The Community Table CIC is the result of my two worlds colliding. It is where my 20 years of corporate operational expertise meets my lived experience of hardship.
We aren't just opening a café or a supermarket; we are building the "Open Door" for the next generation. We are using a professional, "cross-subsidy" business model to ensure that we never have to rely on luck—only on a sustainable plan that treats every resident with the dignity they deserve.
I’ve spent my life climbing the jungle gym. Now, I’m building one for Mablethorpe.
Liam Grimes Founder & Director, The Community Table CIC
Governance & Accountability
The Community Table CIC operates with the transparency and rigour of a professional enterprise. We are committed to the highest standards of governance to ensure that every resource is directed toward our mission of combating social isolation and economic deprivation.
Asset Lock
As a registered Community Interest Company, we are bound by a legal "Asset Lock," ensuring that all profits and assets are used exclusively for the benefit of the Mablethorpe community.
Strategic Oversight
Our Board, supported by Non-Executive Directors, provides independent oversight and challenge management to ensure our strategic objectives are met with integrity.
Expert Leadership
Led by a Director with over 20 years of experience in HR, Operations, and Strategic Leadership, our operational policies are built on proven corporate frameworks tailored for social impact.
Safeguarding & Compliance
We maintain a culture of safety led by certified training. We adhere to strict health, safety, and data protection regulations to protect our 450+ annual beneficiaries.
Financial Transparency
We are committed to responsible financial stewardship, ensuring that our "Cross-Subsidy" model is sustainable and that all funding—whether from trading, grants, or loans—is tracked and reported with full accountability.

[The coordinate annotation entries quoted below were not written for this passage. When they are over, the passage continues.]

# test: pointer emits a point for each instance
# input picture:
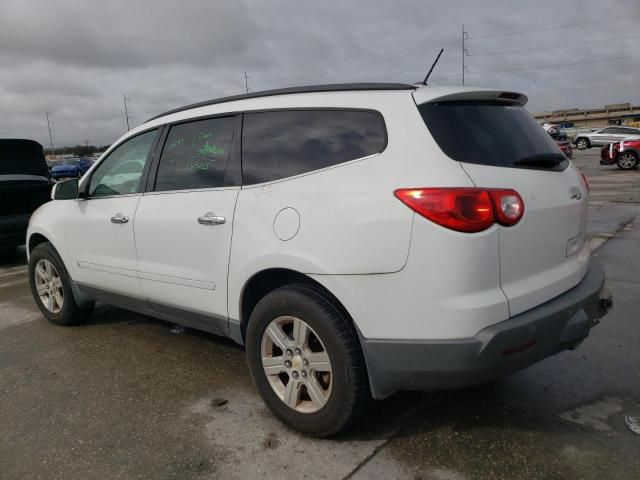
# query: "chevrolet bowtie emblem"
(575, 192)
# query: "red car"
(625, 154)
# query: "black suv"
(24, 186)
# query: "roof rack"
(335, 87)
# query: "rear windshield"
(22, 158)
(491, 133)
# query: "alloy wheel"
(626, 160)
(296, 364)
(49, 286)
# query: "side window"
(195, 155)
(281, 144)
(121, 172)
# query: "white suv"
(357, 239)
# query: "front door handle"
(211, 218)
(119, 218)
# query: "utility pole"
(246, 81)
(464, 51)
(127, 101)
(49, 122)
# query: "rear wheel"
(306, 361)
(627, 160)
(582, 143)
(51, 287)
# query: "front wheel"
(306, 361)
(582, 143)
(51, 287)
(627, 160)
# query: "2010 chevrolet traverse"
(358, 239)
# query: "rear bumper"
(13, 230)
(497, 350)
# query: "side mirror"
(67, 190)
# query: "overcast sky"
(76, 59)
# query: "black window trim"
(233, 162)
(323, 109)
(84, 191)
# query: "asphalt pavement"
(124, 397)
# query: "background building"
(616, 114)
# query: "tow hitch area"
(606, 303)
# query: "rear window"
(285, 143)
(491, 133)
(22, 157)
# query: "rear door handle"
(211, 218)
(119, 218)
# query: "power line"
(555, 65)
(464, 52)
(493, 35)
(49, 122)
(246, 81)
(567, 45)
(127, 101)
(365, 65)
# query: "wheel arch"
(34, 240)
(265, 281)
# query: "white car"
(604, 136)
(358, 239)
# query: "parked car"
(342, 233)
(24, 186)
(625, 154)
(604, 136)
(53, 163)
(71, 167)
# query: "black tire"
(627, 165)
(350, 397)
(71, 313)
(582, 141)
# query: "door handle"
(211, 218)
(119, 218)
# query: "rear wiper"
(542, 160)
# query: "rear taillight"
(464, 209)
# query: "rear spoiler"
(430, 94)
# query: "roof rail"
(335, 87)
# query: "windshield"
(491, 133)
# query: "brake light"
(464, 209)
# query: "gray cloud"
(77, 59)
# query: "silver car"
(604, 136)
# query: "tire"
(346, 387)
(582, 143)
(627, 160)
(69, 312)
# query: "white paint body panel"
(181, 262)
(103, 252)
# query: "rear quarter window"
(491, 133)
(281, 144)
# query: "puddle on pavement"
(595, 415)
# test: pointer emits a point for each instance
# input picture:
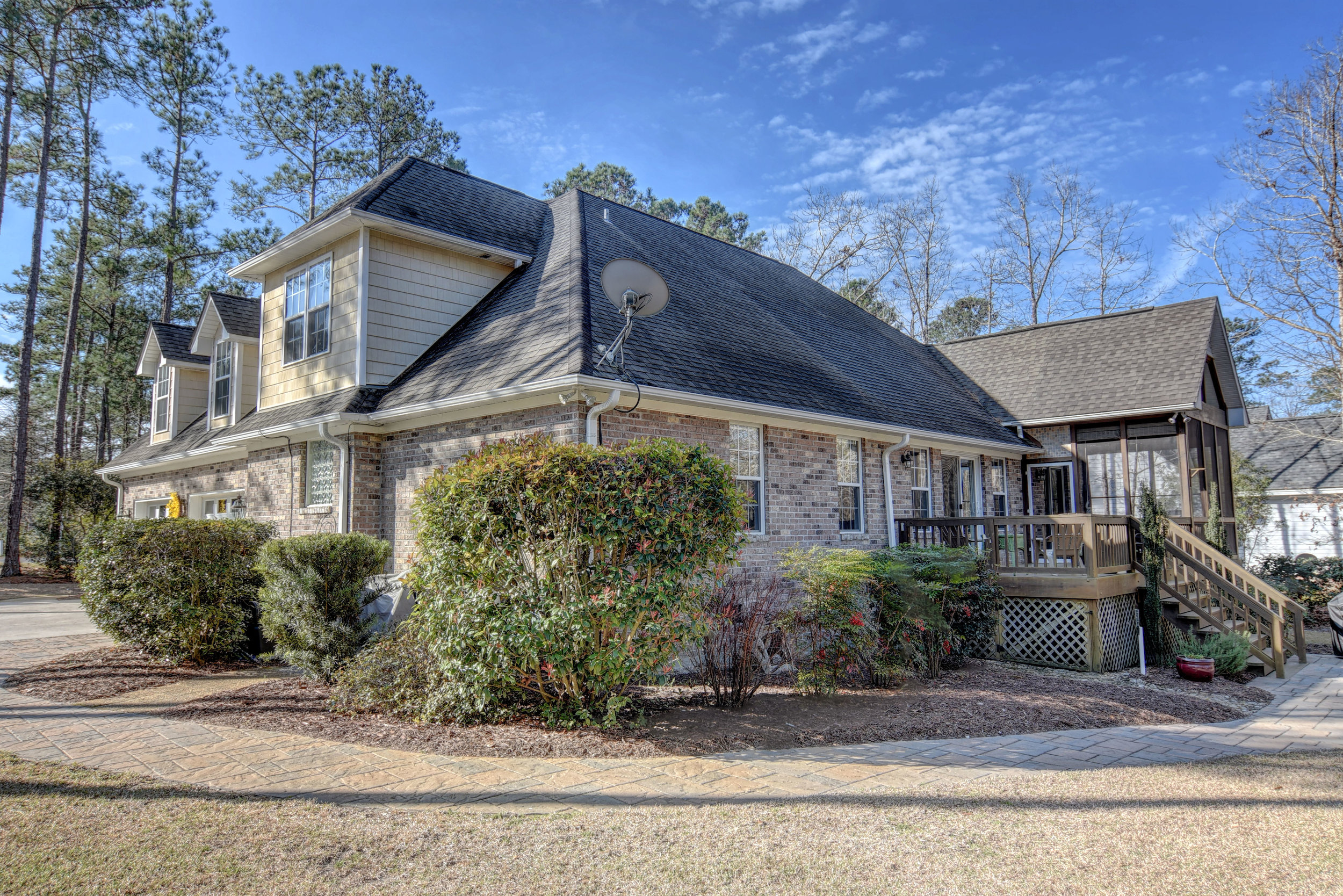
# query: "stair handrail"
(1228, 570)
(1251, 605)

Our goal is to transform an underutilised local asset into a vibrant, multi-generational hub that provides immediate relief to those in crisis while building long-term resilience for our community.
How We Create Change: The Cross-Subsidy Model.
Our strategy is built on a "cross-subsidy" model, ensuring we are not solely reliant on external grants. We will utilise commercial activity to fund social development:
Commercial Café & Social Supermarket
Profits from our trading arms are reinvested via our legal Asset Lock to cover the hub’s overheads.
Food Dignity
We provide a "Social Supermarket" model that converts surplus food into low-cost essentials, offering a dignified alternative to traditional food banks for residents facing the cost-of-living crisis.
Youth Hub Sanctuary
Our trading income funds a safe, social space for young people. This sanctuary focuses on mental wellbeing and "pre-employment" skills through informal mentoring and supported volunteering opportunities.
Fundraising Goals
Phase 1: Opening the Doors (£40,000 Goal)
We are currently in a critical fundraising phase to secure the lease and complete the essential fit-out of our premises. We need to raise £40,000 to:
1. Secure the building lease and insurance
2. Equip our community kitchen and café for safe operation
3. Establish our Social Supermarket stock and logistics
4. Ensure the Hub is a safe, welcoming, and high-quality environment from day one
Phase 2: A Permanent Legacy
Once established, we will move to our second phase: securing capital funding to purchase the freehold of the site. This will ensure the building remains a permanent, community-owned asset for Mablethorpe, protected forever from private sale or dereliction.